Foi utilizando-se de problemas reais sofridos pelos pós-graduandos, e alegando apresentar uma solução para esses problemas, que o governo, de forma “astuta”, logrou fazer com que os pós-graduandos acreditassem que se resolvia, não só seus problemas financeiros atuais, mas também os problemas de falta de empregos para pós-graduandos recém-formados e de formação docente ineficaz desses mestres e doutores. Para impor tal engano aos estudantes, o governo pegou carona na mentalidade individualista que domina o mundo acadêmico, além de fazer uso de sua velha estratégia (que vem desde os tempos do Reuni) de deixar que a universidade “decida” se irá aderir ou não à portaria, se eximindo de qualquer responsabilidade pelas consequências de suas medidas. De quebra, ainda teve alguns ganhos indiretos, já que sem dúvida a portaria favorece uma fragmentação ainda maior da categoria dos pós-graduandos, pois fortalece a mentalidade da busca por soluções no âmbito individual para problemas que só podem ser resolvidos coletivamente. Os pós-graduandos que cada vez menos procuram o movimento da pós-graduação, alegando falta de tempo, agora devem dedicar o tempo que não tinham buscando preencher os buracos deixados por um Estado omisso. Cada um deverá se dedicar a conquista de seu próprio emprego, por vezes ao preço de uma disputa contra seu próprio companheiro de pesquisa e possível companheiro de luta.

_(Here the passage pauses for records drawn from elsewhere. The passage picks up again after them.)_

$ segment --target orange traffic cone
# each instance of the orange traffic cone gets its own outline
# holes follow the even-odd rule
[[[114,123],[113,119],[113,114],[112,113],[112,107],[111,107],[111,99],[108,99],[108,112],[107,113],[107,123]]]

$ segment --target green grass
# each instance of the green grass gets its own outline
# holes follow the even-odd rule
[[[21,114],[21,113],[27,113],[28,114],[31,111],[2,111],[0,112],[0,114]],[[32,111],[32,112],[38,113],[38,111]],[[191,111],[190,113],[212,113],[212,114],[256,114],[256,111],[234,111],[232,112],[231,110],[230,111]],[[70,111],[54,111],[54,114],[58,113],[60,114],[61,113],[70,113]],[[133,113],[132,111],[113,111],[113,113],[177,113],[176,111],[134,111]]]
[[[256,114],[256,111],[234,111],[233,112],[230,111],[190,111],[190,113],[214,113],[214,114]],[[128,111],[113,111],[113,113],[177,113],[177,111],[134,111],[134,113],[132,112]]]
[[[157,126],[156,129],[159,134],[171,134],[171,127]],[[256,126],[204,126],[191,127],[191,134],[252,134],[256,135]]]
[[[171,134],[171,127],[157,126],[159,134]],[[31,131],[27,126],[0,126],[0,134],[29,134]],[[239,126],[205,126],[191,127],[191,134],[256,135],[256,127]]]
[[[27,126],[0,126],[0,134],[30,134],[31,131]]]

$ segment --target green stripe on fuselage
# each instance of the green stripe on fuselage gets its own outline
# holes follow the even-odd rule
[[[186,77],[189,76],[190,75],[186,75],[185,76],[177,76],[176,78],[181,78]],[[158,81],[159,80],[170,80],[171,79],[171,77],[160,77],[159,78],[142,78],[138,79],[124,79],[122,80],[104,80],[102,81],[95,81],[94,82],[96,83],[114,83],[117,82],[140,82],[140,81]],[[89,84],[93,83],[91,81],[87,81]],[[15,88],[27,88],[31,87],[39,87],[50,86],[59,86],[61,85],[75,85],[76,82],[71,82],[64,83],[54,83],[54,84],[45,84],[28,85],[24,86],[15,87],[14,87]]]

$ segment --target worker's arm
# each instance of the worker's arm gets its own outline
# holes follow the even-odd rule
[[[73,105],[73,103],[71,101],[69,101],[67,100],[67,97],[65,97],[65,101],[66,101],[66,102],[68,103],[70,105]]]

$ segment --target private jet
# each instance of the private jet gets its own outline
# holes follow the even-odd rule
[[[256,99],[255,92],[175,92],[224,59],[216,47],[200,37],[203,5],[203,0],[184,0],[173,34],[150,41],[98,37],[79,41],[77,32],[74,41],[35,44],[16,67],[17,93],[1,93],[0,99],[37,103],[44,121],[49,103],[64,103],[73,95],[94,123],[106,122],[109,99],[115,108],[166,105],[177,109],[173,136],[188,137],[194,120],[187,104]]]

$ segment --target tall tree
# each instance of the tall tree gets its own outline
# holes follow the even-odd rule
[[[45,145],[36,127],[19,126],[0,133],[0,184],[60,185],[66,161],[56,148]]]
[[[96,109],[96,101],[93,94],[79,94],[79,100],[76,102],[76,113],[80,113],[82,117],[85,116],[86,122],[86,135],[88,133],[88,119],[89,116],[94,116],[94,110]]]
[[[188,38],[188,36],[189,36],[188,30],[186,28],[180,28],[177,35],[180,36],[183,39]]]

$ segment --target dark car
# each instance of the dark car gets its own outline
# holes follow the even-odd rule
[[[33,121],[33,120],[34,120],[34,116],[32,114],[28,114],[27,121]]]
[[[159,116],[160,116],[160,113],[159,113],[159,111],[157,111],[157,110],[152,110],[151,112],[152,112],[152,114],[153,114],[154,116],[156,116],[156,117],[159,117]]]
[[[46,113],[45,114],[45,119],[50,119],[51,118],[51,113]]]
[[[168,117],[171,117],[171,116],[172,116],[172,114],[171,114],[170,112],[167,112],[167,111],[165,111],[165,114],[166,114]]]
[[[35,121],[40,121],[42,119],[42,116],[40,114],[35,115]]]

Dessa forma, a pós-graduação segue recebendo golpes e golpes, assim como seguem os trabalhadores numa sociedade em que a política do Estado está voltada à redução dos gastos públicos com o setor público e o seu direcionamento ao setor privado, principalmente à exportação de matéria-prima para países imperialistas. Para mudar esse quadro os pós-graduandos precisam entender que só vão conseguir pensar as consequências das medidas governamentais para o setor quando participarem de debates com seus colegas de trabalho, se utilizando de suas entidades representativas e de seus fóruns, e mais ainda, quando entenderem que só discutir não basta, nem coletivamente e muito menos pelos corredores da universidade, mas que é preciso agir e agir de forma sincronizada. É preciso unidade. É justamente porque temos tempo limitado que temos que usá-lo de forma eficiente, não dispersa, mas organizada, e mais que nunca nos apoiarmos uns nos outros. Assim, quando um de nós tiver dificuldades para continuar, poderemos ter a consciência tranquila de que nossos companheiros darão continuidade àquilo que começamos.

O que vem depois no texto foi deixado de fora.